Olaf’s impeccably orchestrated sets achieve a level of aesthetic consistency precisely because he builds them all from floor to ceiling, creating perfect stages on which to enact moments of awkwardness, shame, or humiliation—the grievous emotions and impulses we might all wish to repress. To that end, his images appear both candid and supremely self-conscious, natural and posed at once; and though they have the clarity and naturalism achieved only by photography, in composition, tone, and gesture they have the mood of a painting.

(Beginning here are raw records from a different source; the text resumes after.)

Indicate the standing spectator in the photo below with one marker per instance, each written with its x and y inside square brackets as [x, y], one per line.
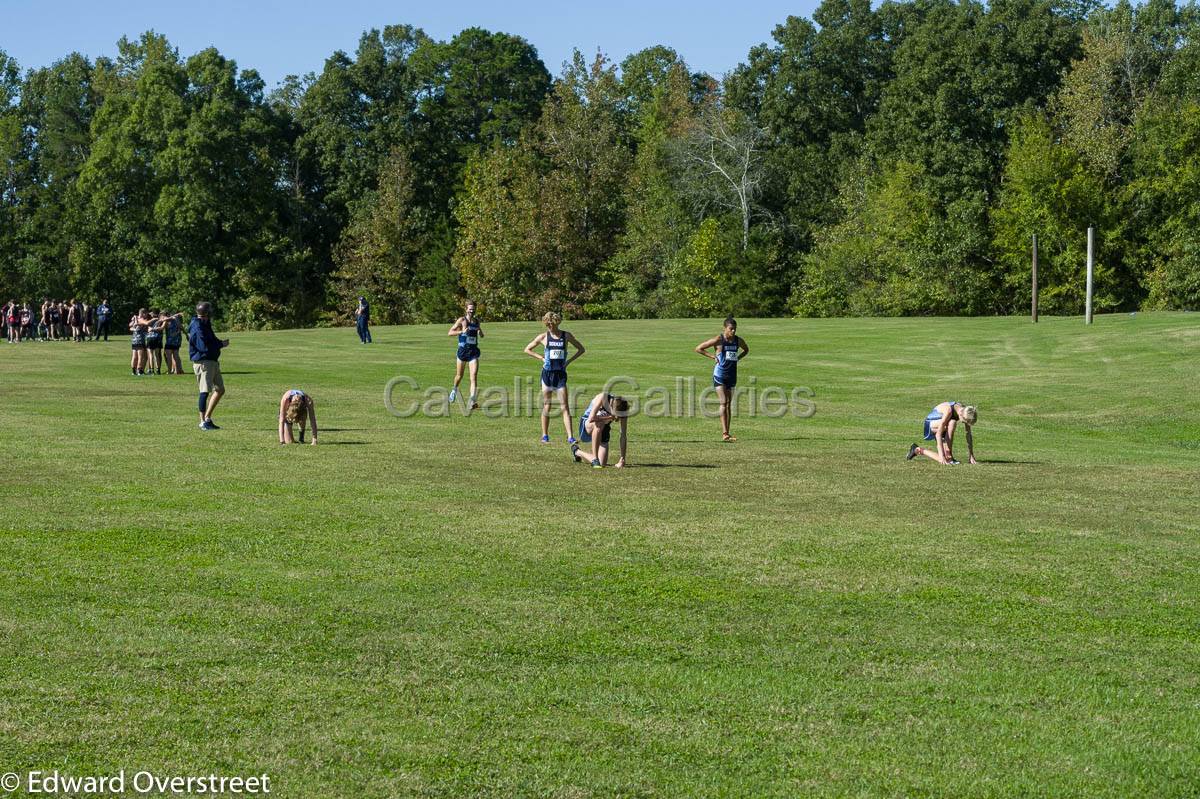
[139, 325]
[55, 317]
[204, 349]
[103, 316]
[363, 317]
[154, 341]
[27, 323]
[12, 318]
[73, 319]
[173, 336]
[43, 320]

Silence pervades his images like a soft afternoon light, and his subjects never relate to one another, captured instead during quiet, private moments—but their gestures and postures speak volumes. His subjects are always pictures of perfection, their hair coiffed just so, makeup applied impeccably. They wear figure-constricting dresses and nicely tailored suits, and they have perfect homes to match. But in the static stillness and sterility of their environments, volcanoes of repressed emotion—desire, grief, regret—seem poised to erupt. Rather than confronting viewers, their gazes are often downcast or averted, heightening the dramatic power. They turn away from the camera or stare listlessly at the wall, conveying the raw experiences that overwhelm us all in the moments when no one is looking.

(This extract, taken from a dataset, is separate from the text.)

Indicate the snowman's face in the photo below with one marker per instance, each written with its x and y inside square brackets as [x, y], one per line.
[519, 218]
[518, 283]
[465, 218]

In 1991, Olaf began working with film, and the medium has remained an important element of his practice, often providing a parallel history to his photographs. Recently, for the series the Berlin, he experimented for the first time with making images outside of his studio, travelling to Germany to shoot throughout the city’s darkened, post-war alleyways and within its severe, industrial interiors. Still, even there, working without control over his environments and using sets that were not of his making, he managed to achieve a visual and emotional tenor that is distinctly, markedly his own. The resulting body of work mines the vastness of the country’s troubled past—but locates it all within the aesthetic confines of an obviously Olaf-esque production. Indeed, these spare, psychologically resonant images explore photography’s power to speak truth, investigating the subtle universalities of human existence that are frequently ignored, sublimated, or euphemized.

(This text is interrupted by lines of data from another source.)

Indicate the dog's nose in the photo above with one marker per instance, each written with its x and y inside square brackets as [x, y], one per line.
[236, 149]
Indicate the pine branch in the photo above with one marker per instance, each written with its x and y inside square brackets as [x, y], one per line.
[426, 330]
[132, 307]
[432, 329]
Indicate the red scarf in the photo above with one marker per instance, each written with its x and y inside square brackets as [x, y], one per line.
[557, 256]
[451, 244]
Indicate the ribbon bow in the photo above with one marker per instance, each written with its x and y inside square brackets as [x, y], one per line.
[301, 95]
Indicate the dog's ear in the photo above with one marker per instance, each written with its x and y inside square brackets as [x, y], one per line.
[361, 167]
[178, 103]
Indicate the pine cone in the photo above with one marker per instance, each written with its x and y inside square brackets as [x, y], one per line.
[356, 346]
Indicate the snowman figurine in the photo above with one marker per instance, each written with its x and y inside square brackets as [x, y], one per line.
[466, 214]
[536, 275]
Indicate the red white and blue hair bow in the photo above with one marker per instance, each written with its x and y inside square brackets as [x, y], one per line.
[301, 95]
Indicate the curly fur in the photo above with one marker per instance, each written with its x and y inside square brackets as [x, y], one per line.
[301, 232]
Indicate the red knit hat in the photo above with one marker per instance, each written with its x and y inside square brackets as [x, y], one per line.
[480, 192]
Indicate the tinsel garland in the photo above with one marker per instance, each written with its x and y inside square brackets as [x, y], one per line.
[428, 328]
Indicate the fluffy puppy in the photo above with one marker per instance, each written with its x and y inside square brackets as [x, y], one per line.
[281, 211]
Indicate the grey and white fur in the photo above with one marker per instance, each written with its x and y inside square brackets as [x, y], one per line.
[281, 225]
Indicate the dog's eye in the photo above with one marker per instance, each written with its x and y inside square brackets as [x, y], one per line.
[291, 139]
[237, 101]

Erwin Olaf was the 2011 recipient of the Johannes Vermeer Award, the most prestigious Dutch award for contemporary art in honor of his entire oeuvre. He has also been awarded numerous international art and media prizes, such as the Lucie Award in 2008, Kunstbeeld magazine’s Artist of the Year of the Netherlands in 2007, and Photographer of the Year in the International Colour Awards in 2006. In 2013, Erwin Olaf design’s being selected for the national side of the Dutch euro coins.
Erwin Olaf has had solo exhibitions at world-renowned venues including the Stedelijk Museum, Amsterdam; the Bilbao Art Centre, Bilbao, Spain; Modern Art Gallery of Bologna, Bologna, Italy; Museum of Modern Art, Moscow, Russia; The Hague Museum of Photography, The Hague; Photo Museum Antwerp, Antwerp; Institut Néerlandais, Paris; Hermitage, Amsterdam; and the Rijksmuseum, Amsterdam. His work is included in such esteemed international collections as Gemeentemuseum, The Hague; Centraal Museum, Utrecht; Stedelijk Museum, Amsterdam; Rijksmuseum, Amsterdam; Groninger Museum, Groningen; Ludwig Museum, Cologne, Germany; FNAC Collection, Paris; CaldicCollection, Rotterdam; Rosenblum Collection, Paris; and the Orefa Collection, Paris.
Numerous monographs of his work have been published, including Erwin Olaf: Volume II (Aperture, 2014), Own (Lido, 2012), and Erwin Olaf (Aperture, 2008).